Critiques

THE CROWN (Critique Saison 3) Une réelle réussite…

SYNOPSIS: La troisième saison de The Crown, voit l’arrivée d’un nouveau premier ministre, alors que la reine Elizabeth (interprétée par Olivia Colman) et sa famille sont confrontées à une Grande-Bretagne qui change rapidement. De la paranoïa de la guerre froide en passant par la conquête de l’espace, les années 1960 sont caractérisées par l’exubérance de sa jet-set et par l’émergence des crises en 1970.  La reine Elizabeth et la cour royale devront s’adapter à ce nouveau monde, plus libéré, mais aussi plus turbulent

Elle était attendue depuis deux ans, une longue période pour ses fans. The Crown, saison 3, arrive enfin sur Netflix le 17 novembre, jour de la saint-Elisabeth (on ne se refait pas). Casting renouvelé pour éviter à Claire Foy et Matt Smith de crouler sous les prothèses, mais équipe créative identique, avec Peter Morgan toujours au scénario. La série bascule dans sa deuxième ère et attaque la décennie-clé des 60’s. Décennie-clé pour plusieurs raisons : les enfants de la couronne grandissent et tombent amoureux, quand les plus anciens meurent, petit à petit. Côté politique, le gouvernement de Wilson est bien à la peine, le conflit avec les mineurs commence à se faire entendre, et quand ce n’est pas la politique qui pose problème, c’est tout simplement la nature qui s’en mêle, provoquant son lot de catastrophes… Bref, à Buckingham Palace, le temps n’est pas à swinguer, mais plutôt à déguster.

Autant le dire tout de suite : cette saison 3 de The Crown est une réelle réussite. Le nouveau casting mené par Olivia Colman et Tobias Menzies est impeccable, reprenant le travail de leurs prédécesseurs tout en y ajoutant le physique plus âgé et l’expérience plus amère. Le coup de cœur va à Helena Bonham Carter, impériale en princesse Margaret et vraie star du premier tiers de la saison. Dommage qu’elle disparaisse ensuite de l’histoire, car elle apporte un vent de légèreté et de rébellion des plus plaisants. Et si Tobias Menzies est discret pendant les premiers épisodes, son prince Philip prend rapidement une épaisseur inattendue mais passionnante, entre sombres secrets sur le point d’être dévoilés, et introspection de sa foi dans le superbe Moondust, épisode 7 qui le voit être confronté aux premiers pas de l’homme sur la Lune en 1969.

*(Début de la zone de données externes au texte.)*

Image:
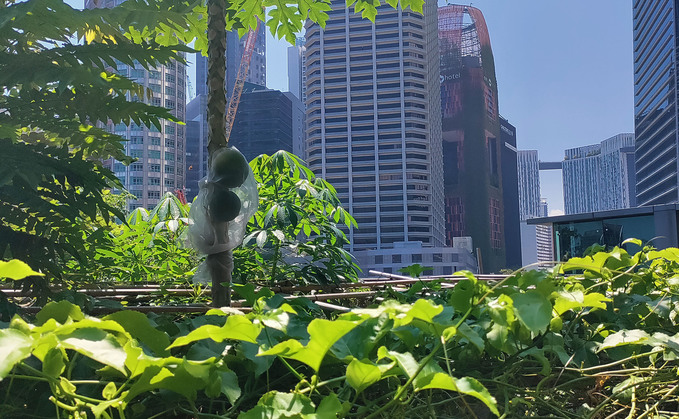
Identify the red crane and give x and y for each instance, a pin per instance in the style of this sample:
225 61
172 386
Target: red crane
240 79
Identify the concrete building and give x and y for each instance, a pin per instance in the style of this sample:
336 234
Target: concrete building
197 107
528 166
267 121
600 177
510 194
159 151
655 101
373 123
472 148
296 73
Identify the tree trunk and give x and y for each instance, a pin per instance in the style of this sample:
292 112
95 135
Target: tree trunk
220 265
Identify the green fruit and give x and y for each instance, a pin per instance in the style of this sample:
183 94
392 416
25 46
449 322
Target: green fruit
229 168
224 205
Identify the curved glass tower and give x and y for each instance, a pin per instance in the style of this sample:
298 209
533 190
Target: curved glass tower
471 134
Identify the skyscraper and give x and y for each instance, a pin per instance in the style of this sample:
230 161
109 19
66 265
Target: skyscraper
197 108
373 122
160 152
510 193
600 177
296 73
655 101
529 184
268 121
471 131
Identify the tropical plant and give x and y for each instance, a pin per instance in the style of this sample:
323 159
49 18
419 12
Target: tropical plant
603 342
60 90
294 236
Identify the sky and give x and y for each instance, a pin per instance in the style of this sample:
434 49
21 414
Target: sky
564 73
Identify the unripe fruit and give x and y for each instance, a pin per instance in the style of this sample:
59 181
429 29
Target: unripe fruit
224 205
229 168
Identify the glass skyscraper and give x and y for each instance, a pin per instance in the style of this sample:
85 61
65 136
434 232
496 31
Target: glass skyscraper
655 79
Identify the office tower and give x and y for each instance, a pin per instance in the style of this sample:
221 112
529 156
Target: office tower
528 167
197 108
600 177
296 74
510 193
160 152
373 122
267 121
655 103
471 134
234 53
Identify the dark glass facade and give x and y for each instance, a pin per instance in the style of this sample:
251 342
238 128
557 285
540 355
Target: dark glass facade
655 79
472 148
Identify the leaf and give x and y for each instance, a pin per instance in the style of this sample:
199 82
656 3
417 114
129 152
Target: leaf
624 337
236 328
139 327
533 309
362 374
60 311
16 269
322 335
14 347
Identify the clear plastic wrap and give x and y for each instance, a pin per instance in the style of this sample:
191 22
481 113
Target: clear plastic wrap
209 235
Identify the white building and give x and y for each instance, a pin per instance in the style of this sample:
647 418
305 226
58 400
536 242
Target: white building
600 177
160 152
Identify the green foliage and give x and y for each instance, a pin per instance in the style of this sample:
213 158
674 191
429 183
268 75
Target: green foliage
58 95
598 343
294 235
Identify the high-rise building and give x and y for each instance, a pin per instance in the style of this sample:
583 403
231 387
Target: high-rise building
528 166
159 151
655 101
267 121
296 73
471 134
600 177
373 123
510 194
197 108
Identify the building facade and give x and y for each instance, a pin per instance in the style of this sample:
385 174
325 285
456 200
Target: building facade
296 73
471 134
160 151
267 121
600 177
655 101
528 167
373 123
510 194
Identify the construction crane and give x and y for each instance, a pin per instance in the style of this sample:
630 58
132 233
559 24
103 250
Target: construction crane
240 79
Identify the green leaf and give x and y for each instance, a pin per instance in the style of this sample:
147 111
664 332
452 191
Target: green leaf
16 269
98 345
624 337
362 374
237 327
140 328
60 311
322 335
533 309
14 347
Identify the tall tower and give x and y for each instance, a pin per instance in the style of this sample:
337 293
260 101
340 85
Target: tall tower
472 147
655 101
374 122
160 152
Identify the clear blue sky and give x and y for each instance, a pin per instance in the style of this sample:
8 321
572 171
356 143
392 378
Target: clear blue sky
564 73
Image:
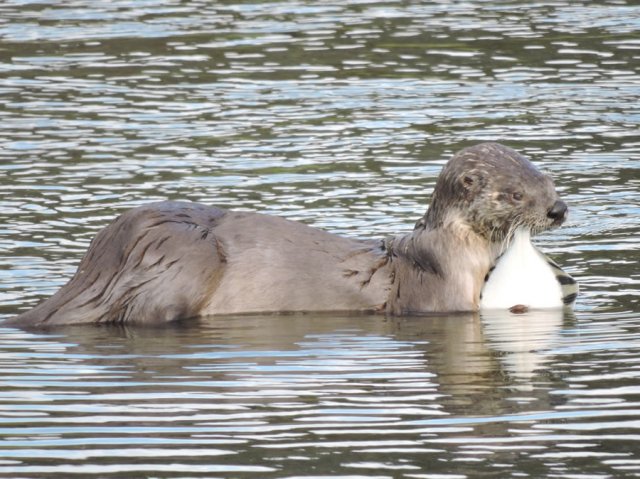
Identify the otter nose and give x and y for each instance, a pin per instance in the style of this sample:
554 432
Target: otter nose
558 211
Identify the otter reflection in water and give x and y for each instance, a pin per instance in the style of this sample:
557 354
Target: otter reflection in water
173 260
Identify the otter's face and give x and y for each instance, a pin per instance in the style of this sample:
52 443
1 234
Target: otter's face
497 190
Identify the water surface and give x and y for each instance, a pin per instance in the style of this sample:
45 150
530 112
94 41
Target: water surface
339 115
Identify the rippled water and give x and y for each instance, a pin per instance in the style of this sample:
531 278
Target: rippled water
339 115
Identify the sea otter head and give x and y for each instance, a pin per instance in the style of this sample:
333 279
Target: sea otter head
492 190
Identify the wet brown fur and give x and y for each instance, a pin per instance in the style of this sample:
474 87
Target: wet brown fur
174 260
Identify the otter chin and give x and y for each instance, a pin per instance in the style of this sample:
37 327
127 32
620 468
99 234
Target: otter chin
175 260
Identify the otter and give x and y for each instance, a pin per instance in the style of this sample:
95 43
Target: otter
174 260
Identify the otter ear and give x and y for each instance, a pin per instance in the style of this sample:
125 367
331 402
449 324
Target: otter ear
471 182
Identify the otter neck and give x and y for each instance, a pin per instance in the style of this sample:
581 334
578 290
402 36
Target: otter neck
439 268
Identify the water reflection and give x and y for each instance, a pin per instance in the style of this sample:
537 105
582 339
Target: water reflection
243 395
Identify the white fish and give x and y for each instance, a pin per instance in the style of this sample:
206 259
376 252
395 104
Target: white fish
526 278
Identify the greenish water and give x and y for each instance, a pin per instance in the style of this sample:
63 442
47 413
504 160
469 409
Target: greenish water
339 115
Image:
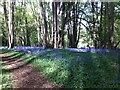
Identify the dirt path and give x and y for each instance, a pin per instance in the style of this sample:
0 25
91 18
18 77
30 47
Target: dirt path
25 76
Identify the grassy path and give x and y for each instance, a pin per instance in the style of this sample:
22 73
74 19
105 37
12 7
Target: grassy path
24 75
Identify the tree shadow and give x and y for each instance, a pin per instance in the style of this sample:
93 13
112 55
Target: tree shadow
90 72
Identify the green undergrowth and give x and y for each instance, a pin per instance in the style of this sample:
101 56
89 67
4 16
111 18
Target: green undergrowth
76 69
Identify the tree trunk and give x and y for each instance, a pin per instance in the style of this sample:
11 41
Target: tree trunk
27 33
5 14
63 25
101 27
45 24
11 24
111 25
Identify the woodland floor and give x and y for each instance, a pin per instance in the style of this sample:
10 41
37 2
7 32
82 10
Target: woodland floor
24 75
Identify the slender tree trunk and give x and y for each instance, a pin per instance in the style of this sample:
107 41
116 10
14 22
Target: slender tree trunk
101 27
5 14
111 25
27 33
45 25
11 24
63 25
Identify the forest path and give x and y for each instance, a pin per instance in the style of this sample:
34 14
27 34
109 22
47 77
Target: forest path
25 75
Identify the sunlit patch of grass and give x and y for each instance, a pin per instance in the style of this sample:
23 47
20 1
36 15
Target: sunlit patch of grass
77 69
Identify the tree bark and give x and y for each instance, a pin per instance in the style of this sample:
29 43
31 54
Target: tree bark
111 25
11 24
45 24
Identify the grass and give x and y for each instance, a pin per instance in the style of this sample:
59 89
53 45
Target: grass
76 69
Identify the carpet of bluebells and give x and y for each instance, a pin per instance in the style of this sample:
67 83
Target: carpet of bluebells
76 68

La saison se divise en deux parties : l’avant-Charles, et l’après-Charles. Si la première partie se focalise davantage sur Elisabeth II et ses rapports conflictuels avec le gouvernement Wilson, la deuxième se focalise sur la jeunesse du prince Charles, et notamment sa formation au Pays de Galles dont il est devenu le prince. Sans oublier, évidemment, les débuts tumultueux de sa vie amoureuse. Interprété par Josh O’Connor, « visage changeant d’une époque changeante » comme il l’écrit lui-même à son grand-père dans l’épisode 8, il est la vraie révélation de la saison. Il est impossible de ne pas voir en lui ce qui frustrait déjà son père quand il avait son âge. La série continue méticuleusement, loin des à-prioris que l’on a d’eux, à comprendre le fonctionnement de la famille royale et leur ressenti nous les fait redécouvrir sous un nouveau jour, pas forcément agréable, mais très bien écrit.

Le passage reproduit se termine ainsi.